En mes y medio más o menos se espera un frío más agresivo y con lloviznas que ponen en riesgo a la gente. Los migrantes que no tienen un lugar donde protegerse son los más vulnerables en tales circunstancias, no hay albergues donde tenerlos ni se están adaptando espacios para ellos de ningún tipo.
Gladys Cañas, presidenta de la asociación civil Ayudándoles a Triunfar, acepta que se avecina una temporada de alto riesgo para ellos porque no tienen a dónde irse o están en condición de calle.
Lo peor es que traen menores de edad que son los más afectados siempre, ya muchos van a cumplir dos años aquí sin que el gobierno les dé una solución favorable como esperan, asegura.
Desprotegidos
Así que están desprotegidos sin que haya un programa para ellos, muchos no pueden pagar ni siquiera un cuarto pequeño en renta para pasar las noches. Viven en las calles o locales abandonados donde se refugian por mientras sale una oportunidad.
No todos son extranjeros y cientos son mexicanos cuyo objetivo es encontrar trabajo aquí en la frontera, salieron huyendo de sus lugares de origen por la inseguridad que azota cada rincón del país.

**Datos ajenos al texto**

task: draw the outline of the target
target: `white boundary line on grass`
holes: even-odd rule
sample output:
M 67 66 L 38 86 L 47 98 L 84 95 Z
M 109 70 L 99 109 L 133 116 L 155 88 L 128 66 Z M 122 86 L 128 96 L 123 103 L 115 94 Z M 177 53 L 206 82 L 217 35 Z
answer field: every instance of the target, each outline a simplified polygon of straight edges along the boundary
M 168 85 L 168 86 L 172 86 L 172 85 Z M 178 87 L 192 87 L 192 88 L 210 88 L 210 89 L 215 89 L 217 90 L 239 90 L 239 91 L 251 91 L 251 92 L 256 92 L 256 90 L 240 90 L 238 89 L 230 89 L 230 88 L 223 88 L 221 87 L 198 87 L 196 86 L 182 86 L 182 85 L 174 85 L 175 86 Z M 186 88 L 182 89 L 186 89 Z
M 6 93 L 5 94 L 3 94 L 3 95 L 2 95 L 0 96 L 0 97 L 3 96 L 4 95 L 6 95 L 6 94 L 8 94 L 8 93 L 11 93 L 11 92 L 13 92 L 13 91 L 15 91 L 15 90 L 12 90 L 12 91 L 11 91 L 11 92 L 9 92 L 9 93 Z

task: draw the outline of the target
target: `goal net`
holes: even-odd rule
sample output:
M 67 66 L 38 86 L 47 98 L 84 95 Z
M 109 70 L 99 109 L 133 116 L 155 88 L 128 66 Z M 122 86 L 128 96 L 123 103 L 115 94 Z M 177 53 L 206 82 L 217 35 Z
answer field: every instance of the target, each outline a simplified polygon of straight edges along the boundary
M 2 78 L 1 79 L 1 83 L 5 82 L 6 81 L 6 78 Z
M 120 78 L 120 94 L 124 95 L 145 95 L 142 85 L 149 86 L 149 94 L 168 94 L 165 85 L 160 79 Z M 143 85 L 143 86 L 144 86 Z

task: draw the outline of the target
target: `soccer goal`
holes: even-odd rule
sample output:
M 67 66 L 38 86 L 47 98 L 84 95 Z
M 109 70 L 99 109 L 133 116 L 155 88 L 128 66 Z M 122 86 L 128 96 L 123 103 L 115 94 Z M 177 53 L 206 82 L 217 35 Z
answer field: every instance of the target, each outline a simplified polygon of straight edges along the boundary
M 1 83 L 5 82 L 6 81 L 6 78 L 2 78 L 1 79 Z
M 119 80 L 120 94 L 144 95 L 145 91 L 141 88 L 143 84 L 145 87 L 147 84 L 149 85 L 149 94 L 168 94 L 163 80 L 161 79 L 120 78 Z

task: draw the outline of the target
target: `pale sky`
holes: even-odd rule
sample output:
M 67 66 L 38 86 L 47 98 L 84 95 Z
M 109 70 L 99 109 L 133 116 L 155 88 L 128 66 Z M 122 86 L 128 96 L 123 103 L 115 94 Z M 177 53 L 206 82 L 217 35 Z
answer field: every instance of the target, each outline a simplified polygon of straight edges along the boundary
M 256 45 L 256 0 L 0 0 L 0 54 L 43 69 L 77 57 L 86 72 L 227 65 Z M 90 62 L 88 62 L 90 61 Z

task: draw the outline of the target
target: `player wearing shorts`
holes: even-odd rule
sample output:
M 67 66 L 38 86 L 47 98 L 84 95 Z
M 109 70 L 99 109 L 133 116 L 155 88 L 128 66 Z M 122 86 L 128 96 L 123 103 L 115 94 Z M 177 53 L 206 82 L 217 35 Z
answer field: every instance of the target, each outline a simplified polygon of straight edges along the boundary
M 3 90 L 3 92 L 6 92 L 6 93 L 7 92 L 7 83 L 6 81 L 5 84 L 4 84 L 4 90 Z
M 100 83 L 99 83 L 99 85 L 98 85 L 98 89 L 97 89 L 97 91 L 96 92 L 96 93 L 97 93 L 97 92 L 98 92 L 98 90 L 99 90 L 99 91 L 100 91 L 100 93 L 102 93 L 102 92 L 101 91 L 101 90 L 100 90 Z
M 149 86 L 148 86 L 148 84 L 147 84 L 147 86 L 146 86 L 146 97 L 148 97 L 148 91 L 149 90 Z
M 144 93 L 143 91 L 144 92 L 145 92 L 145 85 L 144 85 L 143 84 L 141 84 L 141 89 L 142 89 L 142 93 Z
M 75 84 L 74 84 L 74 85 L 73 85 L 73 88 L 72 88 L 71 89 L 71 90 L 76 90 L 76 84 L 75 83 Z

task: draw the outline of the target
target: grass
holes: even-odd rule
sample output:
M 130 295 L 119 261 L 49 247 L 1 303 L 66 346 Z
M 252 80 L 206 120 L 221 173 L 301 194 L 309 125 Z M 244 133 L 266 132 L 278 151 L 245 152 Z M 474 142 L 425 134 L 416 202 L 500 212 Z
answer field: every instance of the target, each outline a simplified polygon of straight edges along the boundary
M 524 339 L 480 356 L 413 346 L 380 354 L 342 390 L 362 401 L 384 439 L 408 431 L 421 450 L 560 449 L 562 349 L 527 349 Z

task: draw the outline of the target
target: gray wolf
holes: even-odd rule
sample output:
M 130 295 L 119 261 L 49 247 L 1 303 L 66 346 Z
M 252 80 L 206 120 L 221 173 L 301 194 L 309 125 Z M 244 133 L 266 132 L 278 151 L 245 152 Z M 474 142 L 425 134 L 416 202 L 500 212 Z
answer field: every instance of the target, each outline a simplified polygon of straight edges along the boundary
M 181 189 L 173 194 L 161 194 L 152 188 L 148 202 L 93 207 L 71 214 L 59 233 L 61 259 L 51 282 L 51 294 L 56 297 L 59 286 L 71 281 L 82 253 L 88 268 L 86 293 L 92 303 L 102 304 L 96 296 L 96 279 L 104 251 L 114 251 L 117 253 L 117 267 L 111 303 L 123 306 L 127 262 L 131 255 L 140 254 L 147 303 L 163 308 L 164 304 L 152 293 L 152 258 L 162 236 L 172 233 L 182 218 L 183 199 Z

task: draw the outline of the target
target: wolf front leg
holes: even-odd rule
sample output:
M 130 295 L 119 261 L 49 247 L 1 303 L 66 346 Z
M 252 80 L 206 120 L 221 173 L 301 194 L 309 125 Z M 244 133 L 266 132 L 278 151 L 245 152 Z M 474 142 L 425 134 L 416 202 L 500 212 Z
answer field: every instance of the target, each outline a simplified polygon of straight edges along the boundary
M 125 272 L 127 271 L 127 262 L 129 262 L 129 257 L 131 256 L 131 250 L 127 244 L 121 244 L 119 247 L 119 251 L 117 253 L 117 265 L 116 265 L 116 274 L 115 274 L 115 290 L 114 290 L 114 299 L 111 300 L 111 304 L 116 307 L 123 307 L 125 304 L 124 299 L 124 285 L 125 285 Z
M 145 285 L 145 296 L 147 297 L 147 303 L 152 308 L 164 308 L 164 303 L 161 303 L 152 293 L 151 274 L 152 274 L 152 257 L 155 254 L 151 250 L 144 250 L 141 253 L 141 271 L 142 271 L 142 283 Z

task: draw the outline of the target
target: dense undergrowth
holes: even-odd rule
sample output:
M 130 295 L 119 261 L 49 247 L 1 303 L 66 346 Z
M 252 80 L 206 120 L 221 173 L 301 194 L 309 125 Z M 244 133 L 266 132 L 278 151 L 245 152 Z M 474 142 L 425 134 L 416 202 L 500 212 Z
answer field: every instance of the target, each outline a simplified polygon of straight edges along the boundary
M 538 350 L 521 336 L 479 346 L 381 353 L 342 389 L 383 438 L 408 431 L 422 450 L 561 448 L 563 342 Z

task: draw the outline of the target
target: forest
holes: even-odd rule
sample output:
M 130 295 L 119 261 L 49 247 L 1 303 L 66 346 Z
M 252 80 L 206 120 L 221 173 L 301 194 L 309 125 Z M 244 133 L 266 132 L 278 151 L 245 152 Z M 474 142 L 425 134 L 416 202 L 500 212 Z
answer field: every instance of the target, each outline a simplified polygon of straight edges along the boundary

“Tienen las dos maneras de ver el asunto, o se quedan aquí a trabajar o esperan la oportunidad de asilo para Estados Unidos si es que llega”, reconoce.
Clima extremo
En esta región el clima es extremo donde no todos están acostumbrados y les afecta más, en unas horas pueden cambiar las cosas. Por ejemplo en noviembre puede estar a 30 grados durante el día y en la tarde noche bajar a 10, esos cambios son difíciles para la mayoría que no ha vivido aquí antes.
Además de que los fríos por lo regular llegan con lloviznas que hacen más intenso el panorama, así que hacen falta albergues donde darles atención al menos por esos meses de mayor situación de peligro, expresa.